Ignoring him, I wave the intern over. “Here, pet the corgi.” Pepper, who has just inhaled a cream-filled donut, is drooly.
“Maybe not the corgi. I think she’s going to puke.” Jess makes a face.
The intern is making those heaving noises when you’re trying not to cry.
“Come here—you have a little donut glaze.” Pulling out a napkin, I reach out to rub his face with it, because tending to the interns is going to be the closest I ever get to motherhood.
Salinger’s annoyance has turned to premeditative murder. Anger and testosterone practically waft off him as I clean the intern’s face.
“I don’t know if I can do this,” the intern whimpers.
“I believe in you, and I’m proud you made it this far! Lots of people apply to this internship. It’s very competitive.”
Behind me, Salinger makes a disgusted noise. “And now he’s crying.”
I shove a donut and some tissues in the sobbing intern’s hand. “Fifth floor on the left. The exhaust fan in the IT closet disguises noise.”
“Yeah, and no one should be using it for a quickie,” Jess adds, “because it’s before lunch.”
“I better not see you on this floor again unless you’re about to bring me a contract,” Salinger bellows after the intern. “Who the fuck is hiring these losers?”
“I’m sure you’ll break them down and build them back up in your image, boss.” Jess salutes him.
My inner mama bear with no other outlet is itching to slash things.

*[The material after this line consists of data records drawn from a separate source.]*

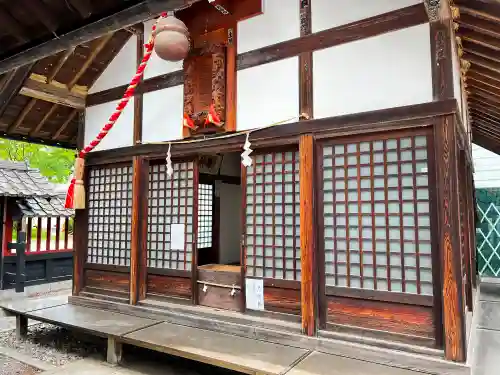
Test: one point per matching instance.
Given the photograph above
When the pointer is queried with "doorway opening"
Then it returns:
(219, 231)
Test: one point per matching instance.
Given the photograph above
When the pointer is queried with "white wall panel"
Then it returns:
(121, 69)
(279, 22)
(122, 133)
(162, 115)
(486, 167)
(157, 66)
(267, 94)
(332, 13)
(385, 71)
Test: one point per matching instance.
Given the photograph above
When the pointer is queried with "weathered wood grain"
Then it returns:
(307, 231)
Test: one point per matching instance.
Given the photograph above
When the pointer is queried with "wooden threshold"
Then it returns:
(284, 333)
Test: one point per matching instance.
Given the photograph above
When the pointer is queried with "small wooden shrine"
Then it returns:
(334, 190)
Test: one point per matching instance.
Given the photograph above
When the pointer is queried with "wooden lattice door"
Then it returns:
(172, 229)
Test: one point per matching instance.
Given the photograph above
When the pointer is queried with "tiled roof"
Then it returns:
(18, 180)
(40, 207)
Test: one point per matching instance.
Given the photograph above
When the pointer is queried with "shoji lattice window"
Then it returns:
(110, 213)
(272, 234)
(170, 202)
(205, 213)
(376, 215)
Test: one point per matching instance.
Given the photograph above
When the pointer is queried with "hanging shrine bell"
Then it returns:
(171, 39)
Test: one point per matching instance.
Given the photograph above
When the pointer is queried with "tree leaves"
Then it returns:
(54, 163)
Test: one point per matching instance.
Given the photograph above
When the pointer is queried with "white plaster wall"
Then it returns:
(332, 13)
(162, 115)
(121, 69)
(486, 167)
(267, 94)
(122, 133)
(279, 22)
(230, 225)
(157, 66)
(385, 71)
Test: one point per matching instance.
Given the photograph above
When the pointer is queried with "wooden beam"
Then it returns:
(305, 65)
(129, 16)
(100, 46)
(12, 84)
(50, 112)
(65, 124)
(53, 94)
(449, 241)
(62, 60)
(377, 25)
(307, 234)
(138, 99)
(19, 120)
(136, 233)
(83, 7)
(231, 77)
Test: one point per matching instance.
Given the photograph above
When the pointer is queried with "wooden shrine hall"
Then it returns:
(303, 178)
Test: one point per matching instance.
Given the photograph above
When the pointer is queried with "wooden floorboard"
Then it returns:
(228, 351)
(23, 305)
(99, 322)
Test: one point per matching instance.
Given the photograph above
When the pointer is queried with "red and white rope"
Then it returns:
(129, 93)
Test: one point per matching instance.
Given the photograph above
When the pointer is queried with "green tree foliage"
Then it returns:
(54, 163)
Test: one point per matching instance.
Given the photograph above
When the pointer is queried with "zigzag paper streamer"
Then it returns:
(170, 170)
(246, 160)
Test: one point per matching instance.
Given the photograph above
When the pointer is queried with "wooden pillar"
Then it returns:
(80, 223)
(138, 99)
(307, 234)
(231, 71)
(305, 65)
(138, 246)
(449, 238)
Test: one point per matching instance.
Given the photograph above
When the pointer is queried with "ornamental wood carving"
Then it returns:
(205, 88)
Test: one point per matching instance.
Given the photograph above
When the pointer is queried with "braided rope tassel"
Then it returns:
(75, 197)
(127, 95)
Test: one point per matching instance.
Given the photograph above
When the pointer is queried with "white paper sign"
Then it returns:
(177, 236)
(254, 291)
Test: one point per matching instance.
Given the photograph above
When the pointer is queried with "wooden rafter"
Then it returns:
(90, 59)
(20, 119)
(62, 60)
(133, 14)
(83, 7)
(39, 126)
(65, 124)
(12, 84)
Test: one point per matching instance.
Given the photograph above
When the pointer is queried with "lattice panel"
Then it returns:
(110, 215)
(272, 234)
(376, 215)
(205, 212)
(170, 202)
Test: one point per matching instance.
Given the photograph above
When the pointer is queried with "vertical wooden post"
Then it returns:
(307, 231)
(80, 223)
(138, 99)
(305, 65)
(3, 237)
(29, 228)
(449, 238)
(231, 71)
(137, 274)
(49, 234)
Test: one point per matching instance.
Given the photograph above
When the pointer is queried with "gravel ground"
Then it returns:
(9, 366)
(53, 344)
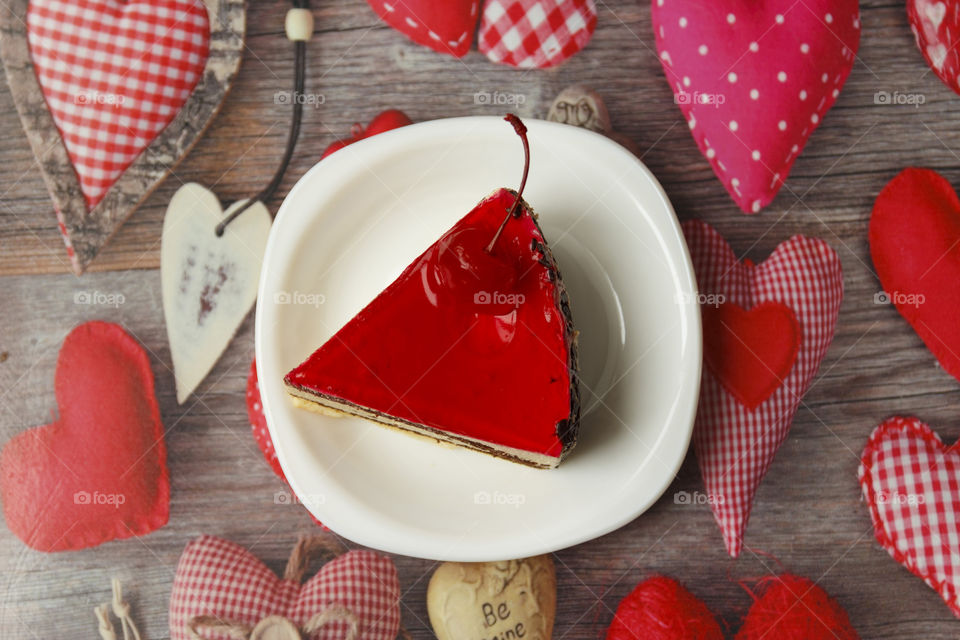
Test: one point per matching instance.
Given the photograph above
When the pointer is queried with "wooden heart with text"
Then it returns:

“You don’t have to be nice to the interns, but you don’t have to be so much of a dick to them,” I snap at Salinger. “Just let him bring the donuts then send him on his way.”
Salinger’s large hand comes down, crushing the box and the pastries inside. Little flecks of obsidian glint in his gray eyes as he looms over me.
“Do not,” he hisses through bared teeth, “ever tell me how to run my business. If I want to terrorize my interns, I will. If I want to fire them, I will. If I want to make them feel like scum under my boot, I will. Because that is what I pay them for. I am not running a day care—I am runninga finance firm. You are not their babysitter—you are my assistant. Do you understand, Mandy?”
I don’t avert my gaze. “Yes,” I say then add “sir” for good measure.
He shoves the box of donuts toward me. “Clean up that mess. Then finish the presentation for the all-hands meeting today.”
2
SALINGER
I’m so fucking sick of her neediness.
No, not Mandy. My assistant is aggravatingly self-sufficient, despite the donut brigade. And she won’t quit. She’s breaking my streak. She already cost me ten thousand dollars in lost bets.
The text messages from my soon-to-be ex-girlfriend come in, rapid and emotional and whiny. So whiny.
Alma:I love you.
Alma:I want to have your babies.
Alma:We’re perfect together.
I’m so sick of dating twenty-somethings.
My pen scratches on the memo pad as I jot down a reminder to have Mandy break up withAlma. Again. Am I one of those men who likes a young college student on his arm because it makes him feel powerful?
Of course not.
I was only with Alma to get her to convince her grandfather to hire my investment company as the manager for the trust he had set up for his family.